Quark Mass Ratios

This module derives quark mass ratios, using kernel structure of difference operators and binomial coefficients.

Main Results

Ratio	Formula	Theory	Exp	Error
m_u/m_d	1/2	0.50	0.47	6.4%
m_s/m_d	φ^6	17.94	19.5	~8%
m_c/m_s	C(5,2)+2	12	11.7	2.6%
m_b/m_c	C(3,2)	3	3.0	0%
m_t/m_b	φ^7+φ^5	40.12	40.8	1.7%

Part 1: m_u/m_d = 1/2 (Isospin Symmetry)

theorem FUST.QuarkMassRatios.mu_md_justification : Nat.choose 2 2 = 1

Diff2 has C(2,2) = 1 pair, 2 evaluation points

Part 2: m_s/m_d = φ^6

The exponent 6 = T(3) = C(4,2).
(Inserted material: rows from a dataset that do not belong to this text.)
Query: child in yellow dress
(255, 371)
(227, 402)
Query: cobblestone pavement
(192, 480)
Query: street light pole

This matches the lepton τ/μ ratio.

@[reducible, inline]

noncomputable abbrev FUST.QuarkMassRatios.ms_md_structural : ℝ

The ratio φ^6 matches the lepton τ/μ pattern

Equations

• FUST.QuarkMassRatios.ms_md_structural = FUST.φ ^ Nat.choose 4 2

theorem FUST.QuarkMassRatios.ms_md_structural_eq : ms_md_structural = φ ^ 6

Part 3: m_c/m_s = C(5,2) + 2 = 12

The value 12 = C(5,2) + 2 = 10 + 2:

• C(5,2) = 10 from Diff5 pair count
• 2 from isospin (Diff2 evaluation points)

@[reducible, inline]

abbrev FUST.QuarkMassRatios.mc_ms_component : ℕ

Charm/strange quark mass ratio components

Equations

• FUST.QuarkMassRatios.mc_ms_component = Nat.choose 5 2

@[reducible, inline]

abbrev FUST.QuarkMassRatios.mc_ms_isospin_component : ℕ

Equations

• FUST.QuarkMassRatios.mc_ms_isospin_component = 2

theorem FUST.QuarkMassRatios.mc_ms_isospin_component_eq : mc_ms_isospin_component = 2

theorem FUST.QuarkMassRatios.mc_ms_value : mc_ms_component + mc_ms_isospin_component = 12

Charm/strange quark mass ratio

theorem FUST.QuarkMassRatios.mc_ms_value' : Nat.choose 5 2 + 2 = 12

Alternative: C(5,2) + 2 = 12

Part 4: m_b/m_c = C(3,2) = 3

theorem FUST.QuarkMassRatios.mb_mc_value : Nat.choose 3 2 = 3

Bottom/charm quark mass ratio

Part 5: m_t/m_b = φ^7 + φ^5 (Combined Hierarchy)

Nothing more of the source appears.